Right and Wrong4thMarch
by Lisa Wells
2008 ended like any year, in the super charged atmosphere of family, naughty and nice skipping around the rooms of belonging. January and February; winters frozen sleep began to crack and drip as the promise of spring exploded early from the earth. And now we have entered the year's most onomatopoeic month, in my opinion. The spring tease has begun it's cycling, and the long gray stretches between drone on like Mao's long march.

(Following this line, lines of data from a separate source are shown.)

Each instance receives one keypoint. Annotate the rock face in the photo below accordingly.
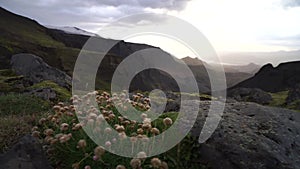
(46, 93)
(36, 70)
(271, 79)
(250, 95)
(252, 136)
(27, 154)
(294, 94)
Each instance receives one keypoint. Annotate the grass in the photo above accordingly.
(18, 113)
(18, 104)
(295, 105)
(184, 155)
(8, 79)
(13, 127)
(62, 93)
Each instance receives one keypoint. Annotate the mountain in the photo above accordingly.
(274, 79)
(72, 30)
(199, 68)
(60, 48)
(192, 61)
(251, 68)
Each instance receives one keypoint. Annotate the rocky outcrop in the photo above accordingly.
(294, 94)
(251, 136)
(36, 70)
(280, 78)
(46, 93)
(27, 154)
(250, 95)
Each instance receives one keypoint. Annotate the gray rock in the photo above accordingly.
(294, 94)
(46, 93)
(27, 154)
(251, 136)
(36, 70)
(250, 95)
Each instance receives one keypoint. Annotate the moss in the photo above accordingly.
(12, 104)
(8, 79)
(159, 121)
(62, 93)
(295, 105)
(279, 99)
(18, 113)
(13, 127)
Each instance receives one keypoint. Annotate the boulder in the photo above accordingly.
(27, 154)
(251, 136)
(36, 70)
(250, 95)
(294, 94)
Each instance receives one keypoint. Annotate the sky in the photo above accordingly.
(229, 25)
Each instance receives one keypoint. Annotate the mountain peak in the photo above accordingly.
(192, 61)
(72, 30)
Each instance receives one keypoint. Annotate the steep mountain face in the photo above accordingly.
(60, 49)
(283, 77)
(250, 68)
(73, 30)
(200, 71)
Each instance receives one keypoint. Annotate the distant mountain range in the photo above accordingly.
(274, 79)
(72, 30)
(59, 47)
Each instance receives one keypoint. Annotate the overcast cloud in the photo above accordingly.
(89, 14)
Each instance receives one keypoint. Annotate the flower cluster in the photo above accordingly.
(63, 133)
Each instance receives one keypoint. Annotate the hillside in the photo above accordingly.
(274, 79)
(60, 49)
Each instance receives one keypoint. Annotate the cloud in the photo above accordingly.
(89, 14)
(291, 3)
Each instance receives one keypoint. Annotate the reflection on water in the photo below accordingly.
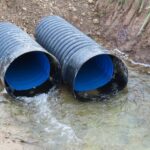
(58, 121)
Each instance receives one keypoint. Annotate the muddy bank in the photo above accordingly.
(114, 24)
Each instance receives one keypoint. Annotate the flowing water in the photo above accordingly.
(57, 121)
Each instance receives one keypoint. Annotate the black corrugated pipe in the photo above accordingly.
(86, 66)
(26, 69)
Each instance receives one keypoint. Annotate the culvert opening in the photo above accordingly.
(28, 71)
(95, 73)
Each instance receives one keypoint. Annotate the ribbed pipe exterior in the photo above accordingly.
(72, 47)
(13, 43)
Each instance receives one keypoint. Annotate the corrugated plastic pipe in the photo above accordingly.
(86, 65)
(26, 69)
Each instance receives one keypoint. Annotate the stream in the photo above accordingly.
(57, 121)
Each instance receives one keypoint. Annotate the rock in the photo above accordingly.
(90, 1)
(24, 8)
(96, 20)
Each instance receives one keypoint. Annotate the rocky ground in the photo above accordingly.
(112, 24)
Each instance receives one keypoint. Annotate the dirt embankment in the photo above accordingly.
(114, 24)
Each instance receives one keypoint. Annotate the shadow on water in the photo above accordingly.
(58, 121)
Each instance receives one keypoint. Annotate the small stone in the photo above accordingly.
(96, 21)
(83, 14)
(24, 8)
(90, 1)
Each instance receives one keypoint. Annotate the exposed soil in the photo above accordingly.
(112, 24)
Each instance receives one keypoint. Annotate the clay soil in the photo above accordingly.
(112, 24)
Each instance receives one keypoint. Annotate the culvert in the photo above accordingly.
(86, 66)
(26, 69)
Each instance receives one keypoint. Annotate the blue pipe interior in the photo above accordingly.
(94, 74)
(28, 71)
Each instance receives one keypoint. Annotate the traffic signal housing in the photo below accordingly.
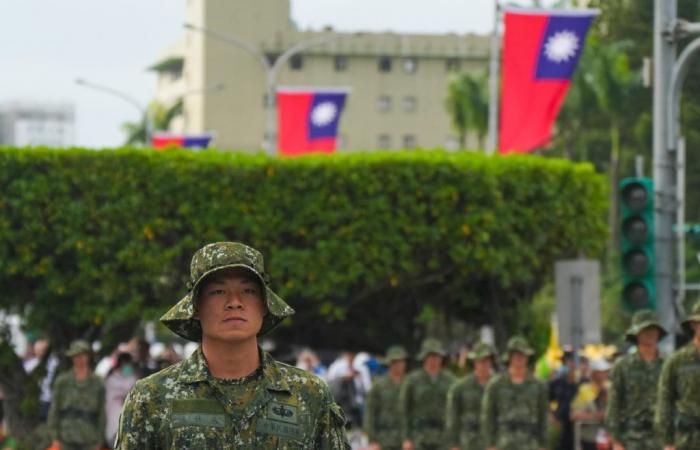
(637, 243)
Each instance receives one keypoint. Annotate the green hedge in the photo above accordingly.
(102, 238)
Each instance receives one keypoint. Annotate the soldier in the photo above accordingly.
(423, 398)
(229, 394)
(381, 418)
(514, 408)
(678, 405)
(77, 413)
(464, 401)
(633, 382)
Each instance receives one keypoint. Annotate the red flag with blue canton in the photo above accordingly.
(308, 120)
(541, 51)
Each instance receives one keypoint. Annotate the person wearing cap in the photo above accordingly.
(678, 404)
(77, 413)
(634, 378)
(588, 407)
(514, 408)
(381, 415)
(423, 398)
(229, 394)
(462, 421)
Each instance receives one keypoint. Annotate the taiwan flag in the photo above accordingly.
(541, 51)
(308, 120)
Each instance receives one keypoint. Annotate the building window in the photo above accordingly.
(384, 141)
(409, 141)
(340, 63)
(410, 65)
(408, 103)
(452, 65)
(296, 62)
(385, 64)
(384, 103)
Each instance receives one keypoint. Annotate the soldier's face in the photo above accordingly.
(231, 306)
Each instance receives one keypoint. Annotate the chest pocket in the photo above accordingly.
(197, 424)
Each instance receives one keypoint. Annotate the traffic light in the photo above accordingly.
(637, 242)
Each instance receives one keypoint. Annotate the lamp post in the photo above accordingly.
(271, 72)
(116, 93)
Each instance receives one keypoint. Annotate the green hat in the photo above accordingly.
(517, 344)
(394, 353)
(209, 259)
(430, 345)
(77, 347)
(482, 350)
(642, 319)
(694, 316)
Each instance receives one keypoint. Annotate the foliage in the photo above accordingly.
(91, 242)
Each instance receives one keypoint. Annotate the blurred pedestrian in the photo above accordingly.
(381, 416)
(678, 406)
(515, 407)
(119, 381)
(77, 414)
(588, 408)
(463, 416)
(423, 399)
(633, 387)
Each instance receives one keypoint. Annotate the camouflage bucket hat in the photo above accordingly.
(482, 350)
(77, 347)
(641, 320)
(209, 259)
(394, 353)
(430, 345)
(694, 316)
(517, 344)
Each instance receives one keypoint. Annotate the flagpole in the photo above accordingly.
(494, 72)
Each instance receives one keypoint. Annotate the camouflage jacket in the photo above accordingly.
(629, 416)
(181, 407)
(422, 403)
(77, 413)
(462, 420)
(381, 415)
(514, 416)
(678, 405)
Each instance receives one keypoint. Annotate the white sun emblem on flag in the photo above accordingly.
(562, 46)
(323, 114)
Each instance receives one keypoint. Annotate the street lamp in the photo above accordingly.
(133, 102)
(271, 71)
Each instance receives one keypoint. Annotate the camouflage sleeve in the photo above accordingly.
(488, 415)
(613, 410)
(664, 403)
(369, 414)
(136, 428)
(452, 414)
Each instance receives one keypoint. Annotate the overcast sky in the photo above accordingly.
(46, 44)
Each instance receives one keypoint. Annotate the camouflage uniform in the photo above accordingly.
(77, 414)
(422, 403)
(678, 405)
(381, 415)
(185, 407)
(464, 398)
(514, 416)
(629, 415)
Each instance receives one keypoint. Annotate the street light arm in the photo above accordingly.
(233, 40)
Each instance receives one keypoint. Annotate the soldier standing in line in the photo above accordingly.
(381, 416)
(464, 401)
(514, 408)
(77, 414)
(633, 381)
(678, 405)
(229, 394)
(423, 399)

As the soothsayer warned Caesar, beware the ides, we might look to Brutus as a hero or devil depending on which group has our allegiance. That is to say; Naughty and nice, good and evil, right and wrong, are not universal truths but subjective laws that keep our actions in accord our in-group. A clear or guilty conscience has much to do with the ethics proffered by personal relationship, these ethics are limits. Sheepdogs nipping at our heels to keep our actions in line with our tribe. Of course horrendous acts can be committed with a clear conscience, as we saw in Nuremberg, while acts in the interest of liberation that deviate from our in-group (abolition for example) might leave the residue of guilt in their wake.

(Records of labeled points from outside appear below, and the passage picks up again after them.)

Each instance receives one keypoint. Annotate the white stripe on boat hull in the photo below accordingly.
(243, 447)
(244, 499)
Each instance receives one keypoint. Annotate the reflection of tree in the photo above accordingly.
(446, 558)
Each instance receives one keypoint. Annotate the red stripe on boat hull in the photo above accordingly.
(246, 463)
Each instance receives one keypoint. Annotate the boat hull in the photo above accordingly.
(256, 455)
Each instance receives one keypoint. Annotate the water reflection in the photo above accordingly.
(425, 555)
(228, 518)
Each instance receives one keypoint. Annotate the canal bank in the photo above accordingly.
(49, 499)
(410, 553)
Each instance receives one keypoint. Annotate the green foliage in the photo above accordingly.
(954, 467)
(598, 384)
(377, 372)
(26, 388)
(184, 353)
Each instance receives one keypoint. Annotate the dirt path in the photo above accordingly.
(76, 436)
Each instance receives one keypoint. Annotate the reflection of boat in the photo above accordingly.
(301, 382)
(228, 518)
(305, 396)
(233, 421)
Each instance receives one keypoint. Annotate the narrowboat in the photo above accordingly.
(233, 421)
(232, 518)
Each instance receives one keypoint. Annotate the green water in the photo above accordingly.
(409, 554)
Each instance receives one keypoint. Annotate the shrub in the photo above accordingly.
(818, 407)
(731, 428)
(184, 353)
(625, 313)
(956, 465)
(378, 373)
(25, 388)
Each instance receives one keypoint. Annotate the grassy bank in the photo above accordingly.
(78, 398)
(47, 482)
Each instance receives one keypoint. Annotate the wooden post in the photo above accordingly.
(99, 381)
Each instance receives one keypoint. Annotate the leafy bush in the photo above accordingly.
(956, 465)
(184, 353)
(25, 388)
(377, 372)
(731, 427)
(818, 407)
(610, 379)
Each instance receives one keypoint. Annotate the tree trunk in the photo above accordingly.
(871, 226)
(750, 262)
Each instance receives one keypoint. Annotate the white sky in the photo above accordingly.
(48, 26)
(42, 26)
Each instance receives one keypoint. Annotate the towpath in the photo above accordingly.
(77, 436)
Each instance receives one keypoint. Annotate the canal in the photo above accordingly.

The old parable goes: a hunter's arrow misses the deer, good for the deer, evil for the hunter. The arrow strikes, good for the hunter and his children, evil for the deer.
And of course I can't help but compare this to our current "economic crisis," as they're calling it. The drag in our sails. As Briar Patch Magazine put it: "What if the economic recession we're presently experiencing is not just a regrettable temporary setback in the never-ending march of growth-fueled prosperity, but the beginning of a painful but ecologically necessary process of scaling back our footprint to a more sustainable level?" What then, when the old stories told by our personal and familial consciences come into conflict with the realities of an ailing planet? What greater conscience might we align with? I honestly don't know, but my instinct is to turn back to the natural world for advice. When in doubt consult the experts. I asked my friend Jim Kinley what he thought:
We concern ourselves with ideas of justice and equitability, right and wrong, assuming that these concepts have a reality or weight outside of our ideologies or desire to be true. Yet wishful thinking driven by ego can't make it real.
I doubt that a Bobcat or Snowshoe Hare worries over much about justice. I suspect that they're more interested in the unassailable connection between cause and effect. Of the uncaring, cold fact that there are times when they must run very hard to either eat or escape with their life. This is their lovely, dependable justice. The irreducible fact that effort brings results.
Sometimes that effort must surpass any bounds of comfort or fear. It must be intelligently directed in accordance with natural laws that we know, as well as we can know through study and observation, to be true rather than being based on debatable politics or ideologies. If we have a goal -say a finer way of life – it will only be achieved by making an effort that will tax our very being. If we want a new world we must pursue it with the intensity of that beast running for its life."